Daphne held its ‘Out of The Darkness’ walk Saturday afternoon, but much of it had to be moved indoors because of the rain. Nevertheless, it was still a moving event for those who attended.
For Katelynn Lott and her sister Allyssa Eaton, losing their stepfather was a sudden thing.
“There wasn’t very many signs. We knew he had a lot of stuff on his mind, but we never really thought this was going to happen. It all happened in like a couple of days,” says Katelynn.
Troy Allen Gore was a fireman.
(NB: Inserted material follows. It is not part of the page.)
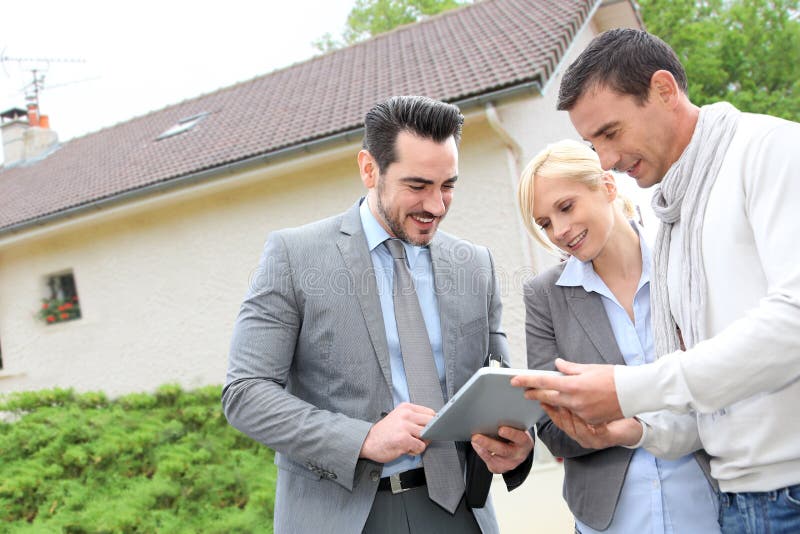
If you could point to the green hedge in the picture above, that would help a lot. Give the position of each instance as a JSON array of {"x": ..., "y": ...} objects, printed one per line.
[{"x": 163, "y": 462}]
Still in his 20’s, Gore committed suicide in 2012. Lott says she and her sister attended grief counseling and said it was difficult not to blame themselves.
She says she didn’t come to grips with what happened until over a year later.
“I was sitting in my room and then I just started crying, I couldn’t figure out why and all I could think about was him and it was just a lot,” says Katelynn.
Looking back, she says she wishes she had talked with someone sooner. As for her mother, Shannon, she says losing a loved one to suicide is unlike any other death. She begs those thinking about suicide to reach out and talk to someone—anyone.
“Because you won’t realize, when you’re gone, how drastically it will affect and hurt your children and your spouse, even your parents, but it tears your world completely in two,” says Shannon.
Katelynn started acting out in school after her stepfather’s death, she even got expelled. She sought help, and now through this walk, they realize there are not alone. Others understand what they’ve been through. And now that they know, they hope to help prevent more suicides going forward.
“Pay attention, there are signs, be aware. Learn them, know them. Get involved. Cause once it happens to you, it’s hard to come back from,” says Shannon.
All funds raised at the walk go to benefit the American Foundation for Suicide Prevention. This year, they have raised over $38,000.